At this point you are probably wondering why chose Mediation? Why not just ‘fight’ it out in Court? Here is why: (1) Mediation increases the control the parties have in the resolution. In a Court case, parties obtain a resolution but control resides with the judge. Mediation is likely to produce a result that is mutually agreeable to the parties. (2) The cost to be paid to a Mediator is comparable to that that you would pay an Advocate but the mediation process generally takes much less time than moving a case through the standard legal channels. (3) Court hearings are public, there are spectators but mediations are strictly confidential. No one but the parties and the Mediator know what has happened. (4) There is an element of mutuality. The parties to mediation are typically ready to work mutually towards a resolution.
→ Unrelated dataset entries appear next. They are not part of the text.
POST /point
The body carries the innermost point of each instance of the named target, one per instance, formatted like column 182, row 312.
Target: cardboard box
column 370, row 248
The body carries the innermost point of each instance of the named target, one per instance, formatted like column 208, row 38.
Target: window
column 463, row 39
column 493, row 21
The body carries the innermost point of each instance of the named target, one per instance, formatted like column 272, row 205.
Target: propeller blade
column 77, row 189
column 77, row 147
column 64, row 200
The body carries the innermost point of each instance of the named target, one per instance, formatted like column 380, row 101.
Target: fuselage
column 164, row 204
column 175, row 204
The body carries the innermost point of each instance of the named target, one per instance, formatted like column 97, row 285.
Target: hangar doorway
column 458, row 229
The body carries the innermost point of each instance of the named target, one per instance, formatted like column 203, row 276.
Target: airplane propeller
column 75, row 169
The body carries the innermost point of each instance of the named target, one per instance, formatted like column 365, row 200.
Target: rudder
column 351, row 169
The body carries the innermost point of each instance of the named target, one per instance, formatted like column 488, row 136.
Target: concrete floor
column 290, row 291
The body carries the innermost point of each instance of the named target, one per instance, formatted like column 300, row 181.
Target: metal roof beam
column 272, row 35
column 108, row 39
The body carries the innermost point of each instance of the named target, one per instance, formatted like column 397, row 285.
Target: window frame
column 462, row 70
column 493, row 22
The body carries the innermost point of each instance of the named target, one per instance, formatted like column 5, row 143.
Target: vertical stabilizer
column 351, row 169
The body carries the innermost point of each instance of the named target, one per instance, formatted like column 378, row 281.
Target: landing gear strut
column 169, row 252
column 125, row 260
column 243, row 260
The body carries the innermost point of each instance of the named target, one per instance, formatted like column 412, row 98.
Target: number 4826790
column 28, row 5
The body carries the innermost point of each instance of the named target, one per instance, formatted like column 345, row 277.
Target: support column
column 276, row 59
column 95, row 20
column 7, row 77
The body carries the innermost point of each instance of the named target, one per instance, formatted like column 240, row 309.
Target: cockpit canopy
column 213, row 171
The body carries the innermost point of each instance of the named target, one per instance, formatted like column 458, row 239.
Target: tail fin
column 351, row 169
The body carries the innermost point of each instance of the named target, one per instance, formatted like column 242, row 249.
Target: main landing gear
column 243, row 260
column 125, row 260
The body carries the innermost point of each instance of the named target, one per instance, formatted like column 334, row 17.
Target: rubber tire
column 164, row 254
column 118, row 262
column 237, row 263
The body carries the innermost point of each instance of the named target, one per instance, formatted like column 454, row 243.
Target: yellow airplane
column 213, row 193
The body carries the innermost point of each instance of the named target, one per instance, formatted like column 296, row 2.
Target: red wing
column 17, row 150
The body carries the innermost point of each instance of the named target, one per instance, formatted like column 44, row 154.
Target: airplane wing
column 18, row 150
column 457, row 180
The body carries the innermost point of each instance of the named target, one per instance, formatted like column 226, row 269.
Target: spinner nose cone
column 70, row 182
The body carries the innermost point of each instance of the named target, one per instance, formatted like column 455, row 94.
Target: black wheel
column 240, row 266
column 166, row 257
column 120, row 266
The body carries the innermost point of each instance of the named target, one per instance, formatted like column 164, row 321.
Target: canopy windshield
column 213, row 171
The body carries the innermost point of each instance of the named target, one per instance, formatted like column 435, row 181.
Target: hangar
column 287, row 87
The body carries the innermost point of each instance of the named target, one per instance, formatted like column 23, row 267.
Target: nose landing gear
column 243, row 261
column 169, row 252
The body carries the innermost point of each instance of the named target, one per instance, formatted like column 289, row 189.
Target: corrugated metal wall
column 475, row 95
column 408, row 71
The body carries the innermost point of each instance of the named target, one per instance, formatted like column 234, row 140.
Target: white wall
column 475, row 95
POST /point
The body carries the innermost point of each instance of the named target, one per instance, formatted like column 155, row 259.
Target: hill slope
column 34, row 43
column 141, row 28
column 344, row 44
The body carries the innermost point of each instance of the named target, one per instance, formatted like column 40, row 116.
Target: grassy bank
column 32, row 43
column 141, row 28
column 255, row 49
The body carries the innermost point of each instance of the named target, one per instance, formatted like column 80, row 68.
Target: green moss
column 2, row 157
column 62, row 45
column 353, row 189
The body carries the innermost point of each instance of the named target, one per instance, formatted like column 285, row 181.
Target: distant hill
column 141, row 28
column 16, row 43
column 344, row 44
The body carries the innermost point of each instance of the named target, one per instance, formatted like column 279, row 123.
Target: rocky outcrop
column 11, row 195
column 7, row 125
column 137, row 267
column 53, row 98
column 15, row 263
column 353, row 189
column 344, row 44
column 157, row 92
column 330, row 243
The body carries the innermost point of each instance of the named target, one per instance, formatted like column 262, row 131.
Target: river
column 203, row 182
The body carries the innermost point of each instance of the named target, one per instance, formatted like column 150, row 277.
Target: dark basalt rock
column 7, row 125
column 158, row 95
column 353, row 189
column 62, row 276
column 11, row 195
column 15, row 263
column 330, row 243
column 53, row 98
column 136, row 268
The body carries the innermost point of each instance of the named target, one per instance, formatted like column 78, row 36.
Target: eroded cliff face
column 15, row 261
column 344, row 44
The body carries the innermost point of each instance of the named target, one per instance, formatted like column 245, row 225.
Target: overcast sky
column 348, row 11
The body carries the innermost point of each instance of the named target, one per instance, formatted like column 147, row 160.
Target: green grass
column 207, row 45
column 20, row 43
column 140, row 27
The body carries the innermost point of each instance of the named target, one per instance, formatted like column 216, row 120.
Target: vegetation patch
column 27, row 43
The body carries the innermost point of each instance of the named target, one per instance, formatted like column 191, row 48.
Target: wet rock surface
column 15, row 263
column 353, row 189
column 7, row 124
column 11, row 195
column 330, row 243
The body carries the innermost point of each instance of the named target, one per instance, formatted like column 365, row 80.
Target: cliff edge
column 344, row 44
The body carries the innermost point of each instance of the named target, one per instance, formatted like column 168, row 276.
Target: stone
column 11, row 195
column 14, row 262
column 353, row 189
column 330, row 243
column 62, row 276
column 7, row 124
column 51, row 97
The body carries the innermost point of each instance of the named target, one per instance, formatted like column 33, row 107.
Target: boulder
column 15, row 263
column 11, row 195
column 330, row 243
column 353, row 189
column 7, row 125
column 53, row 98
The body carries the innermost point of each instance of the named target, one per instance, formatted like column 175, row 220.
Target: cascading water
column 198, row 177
In most instances the fact that parties are willing to mediate means that they are ready to “move” their position.
We did mention the focus of the article would be Mediation and we can bet most of you reading this thought there would be no mention of the Court but this is exactly how mediation is gaining ground in Kenya, through what is termed Court Annexed Mediation.
The Constitution of Kenya, 2010 under Article 159 (2) (c) one would say a major statement was made there as it provides ‘In exercising judicial authority , the Courts and Tribunals shall be guided by the following principles…alternative forms of dispute resolution including reconciliation, mediation, arbitration and traditional dispute resolution mechanisms shall be promoted…’ The application of this Article would now stand to counter the traditional perceptions of the only way one would resolve conflict would be to rush to Court and adopt the adversarial dispute resolution methods.
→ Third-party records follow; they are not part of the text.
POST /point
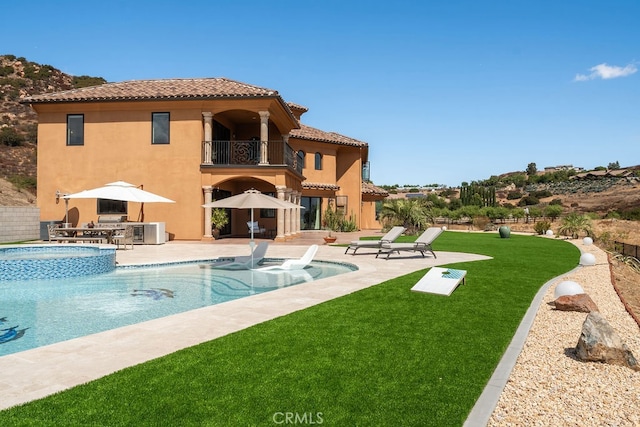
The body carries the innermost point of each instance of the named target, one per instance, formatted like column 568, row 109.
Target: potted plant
column 219, row 219
column 331, row 223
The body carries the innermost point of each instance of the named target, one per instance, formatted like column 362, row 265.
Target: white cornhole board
column 441, row 281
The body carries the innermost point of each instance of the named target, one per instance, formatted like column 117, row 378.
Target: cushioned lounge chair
column 390, row 237
column 244, row 262
column 294, row 264
column 422, row 244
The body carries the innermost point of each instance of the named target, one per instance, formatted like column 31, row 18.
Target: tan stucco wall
column 117, row 147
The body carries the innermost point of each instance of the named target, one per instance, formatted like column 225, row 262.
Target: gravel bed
column 550, row 387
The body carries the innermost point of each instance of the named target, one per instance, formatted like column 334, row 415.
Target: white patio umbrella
column 119, row 190
column 251, row 199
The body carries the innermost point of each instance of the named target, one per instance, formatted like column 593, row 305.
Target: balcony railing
column 232, row 153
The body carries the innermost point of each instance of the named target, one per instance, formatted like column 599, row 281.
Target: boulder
column 599, row 343
column 579, row 302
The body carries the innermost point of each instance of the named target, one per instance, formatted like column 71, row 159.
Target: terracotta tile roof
column 297, row 107
column 313, row 134
column 369, row 188
column 137, row 90
column 319, row 186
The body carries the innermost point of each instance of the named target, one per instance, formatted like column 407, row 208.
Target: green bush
column 541, row 227
column 513, row 195
column 9, row 136
column 528, row 201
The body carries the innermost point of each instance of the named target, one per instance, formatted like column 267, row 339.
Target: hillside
column 18, row 122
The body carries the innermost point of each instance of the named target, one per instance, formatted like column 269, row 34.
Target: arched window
column 318, row 161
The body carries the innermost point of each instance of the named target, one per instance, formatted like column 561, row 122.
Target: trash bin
column 44, row 230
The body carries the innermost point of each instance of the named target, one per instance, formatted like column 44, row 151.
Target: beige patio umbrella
column 120, row 190
column 251, row 199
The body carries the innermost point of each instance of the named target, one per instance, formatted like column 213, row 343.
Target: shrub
column 513, row 195
column 9, row 136
column 541, row 227
column 528, row 201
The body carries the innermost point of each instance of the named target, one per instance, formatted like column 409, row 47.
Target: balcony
column 247, row 153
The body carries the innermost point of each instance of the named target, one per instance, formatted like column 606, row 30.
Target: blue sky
column 442, row 91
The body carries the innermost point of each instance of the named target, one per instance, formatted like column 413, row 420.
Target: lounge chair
column 390, row 237
column 255, row 227
column 244, row 262
column 422, row 244
column 294, row 264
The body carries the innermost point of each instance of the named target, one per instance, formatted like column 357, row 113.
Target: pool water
column 35, row 313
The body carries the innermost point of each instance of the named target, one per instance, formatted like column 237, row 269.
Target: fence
column 627, row 249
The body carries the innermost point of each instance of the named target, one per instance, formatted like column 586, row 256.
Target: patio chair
column 294, row 264
column 390, row 237
column 124, row 236
column 422, row 244
column 244, row 262
column 255, row 227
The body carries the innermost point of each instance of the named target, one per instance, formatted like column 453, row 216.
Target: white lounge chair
column 244, row 262
column 255, row 227
column 294, row 264
column 422, row 244
column 390, row 237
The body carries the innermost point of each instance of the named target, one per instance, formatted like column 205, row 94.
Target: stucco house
column 193, row 141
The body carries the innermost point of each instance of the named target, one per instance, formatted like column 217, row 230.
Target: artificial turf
column 383, row 356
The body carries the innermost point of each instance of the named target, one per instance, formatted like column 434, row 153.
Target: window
column 75, row 129
column 160, row 128
column 318, row 161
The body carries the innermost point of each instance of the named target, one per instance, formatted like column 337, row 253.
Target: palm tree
column 574, row 223
column 413, row 214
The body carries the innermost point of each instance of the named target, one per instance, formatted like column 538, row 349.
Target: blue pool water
column 25, row 262
column 35, row 313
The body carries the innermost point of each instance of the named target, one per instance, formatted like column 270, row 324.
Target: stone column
column 264, row 137
column 280, row 189
column 208, row 138
column 287, row 214
column 208, row 190
column 296, row 212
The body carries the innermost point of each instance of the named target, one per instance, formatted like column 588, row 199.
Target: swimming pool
column 35, row 313
column 26, row 262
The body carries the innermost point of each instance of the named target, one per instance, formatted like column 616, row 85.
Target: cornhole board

Court Annexed Mediation is generally defined as where the Registrar or other officer of the Court is the Mediator. The Registrars or Officers who conduct mediations are qualified as Mediators. In Kenya, this is mediation that is conducted under the umbrella of the Court. The pilot project was rolled out on 4th April 2016 and commenced in the High Court Family Division and at the High Court Commercial & Tax Division, Milimani Law Courts.
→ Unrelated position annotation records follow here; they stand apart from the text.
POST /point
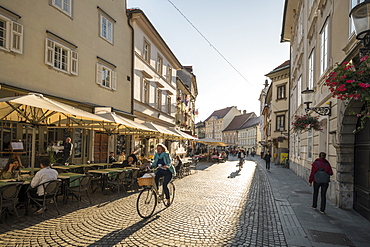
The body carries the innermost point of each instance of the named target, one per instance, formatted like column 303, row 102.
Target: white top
column 44, row 175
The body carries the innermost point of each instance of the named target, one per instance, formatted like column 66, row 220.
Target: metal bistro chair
column 131, row 181
column 51, row 189
column 84, row 186
column 9, row 197
column 119, row 182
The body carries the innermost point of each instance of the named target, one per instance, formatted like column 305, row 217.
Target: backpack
column 321, row 176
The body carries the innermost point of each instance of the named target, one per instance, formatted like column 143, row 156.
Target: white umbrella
column 35, row 109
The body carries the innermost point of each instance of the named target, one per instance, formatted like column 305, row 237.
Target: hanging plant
column 349, row 83
column 306, row 122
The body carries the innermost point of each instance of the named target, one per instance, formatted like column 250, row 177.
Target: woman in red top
column 323, row 163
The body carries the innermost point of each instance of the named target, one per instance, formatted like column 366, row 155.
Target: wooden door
column 100, row 148
column 362, row 172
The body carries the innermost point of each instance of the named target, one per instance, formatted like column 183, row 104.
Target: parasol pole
column 33, row 149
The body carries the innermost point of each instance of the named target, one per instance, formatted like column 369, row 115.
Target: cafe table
column 28, row 170
column 66, row 179
column 104, row 174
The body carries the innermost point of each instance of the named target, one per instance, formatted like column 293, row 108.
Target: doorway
column 362, row 171
column 100, row 147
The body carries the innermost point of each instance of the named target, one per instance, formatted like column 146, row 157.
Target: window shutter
column 98, row 73
column 16, row 38
column 74, row 63
column 114, row 80
column 49, row 52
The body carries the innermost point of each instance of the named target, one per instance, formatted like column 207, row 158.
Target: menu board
column 16, row 146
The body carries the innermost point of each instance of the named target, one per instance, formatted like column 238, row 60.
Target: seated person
column 111, row 158
column 122, row 157
column 11, row 169
column 131, row 161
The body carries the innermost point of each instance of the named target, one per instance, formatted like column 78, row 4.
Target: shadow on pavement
column 117, row 236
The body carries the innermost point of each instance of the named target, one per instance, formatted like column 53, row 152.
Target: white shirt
column 44, row 175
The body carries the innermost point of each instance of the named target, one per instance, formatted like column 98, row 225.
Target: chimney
column 189, row 68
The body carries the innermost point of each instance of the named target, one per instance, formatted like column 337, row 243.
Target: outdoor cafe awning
column 210, row 141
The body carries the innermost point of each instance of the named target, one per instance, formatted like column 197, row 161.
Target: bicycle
column 150, row 196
Cases filed after 4th April 2016 at the High Court Family Division and at the High Court Commercial & Tax Division, Milimani Law Courts were subjected to screening. The screening moving forward is carried out by a trained Court officer who reviews the details of each case filed in the said divisions and identifies whether or not the case should be referred to mediation.
The Courts have appointed Mediation Deputy Registrars who inform the parties in a dispute that the matter has been referred to mediation. Three mediators are then nominated from the list of accredited Mediators. The parties then chose their preferred Mediator. The Mediator will then set a date for initial mediation and notify the parties of the date and time.
The mediation proceedings ought to be concluded within sixty (60) days from the date of referral to mediation. This is however dependant on the parties’ commitment to conclude the mediation. Once the mediation is concluded the parties sign a Mediation Agreement which is then filed with the Mediation Deputy Registrar.
The mediation form of ADR is not without its challenges. An example would be the possible difficulty in enforcement of any decision arrived at by the Mediator since just as the definition of the term mediation suggests the mediator has no authoritative decision-making power. However, a mediation agreement, once signed by the parties and adopted by the Court, becomes enforceable by the Court as an Order/Judgment of the Court.
In a nutshell, particular break-through has been made in Kenya with the Court Annexed Mediation project and even though mediation is not the only form of ADR, its use within the Court system is definitely a step in the right direction.
Disclaimer: This article has been prepared for informational purposes only and is not legal advice. This information is not intended to create, and receipt of it does not constitute, a lawyer-client relationship. Nothing on this article is intended to guaranty, warranty, or predict the outcome of a particular case and should not be construed as such a guaranty, warranty, or prediction. The authors are not responsible for any actions (or lack thereof) taken as a result of relying on or in any way using information contained in this article and in no event shall be liable for any damages resulting from reliance on or use of this information. Readers should take specific advice from a qualified professional when dealing with specific situations.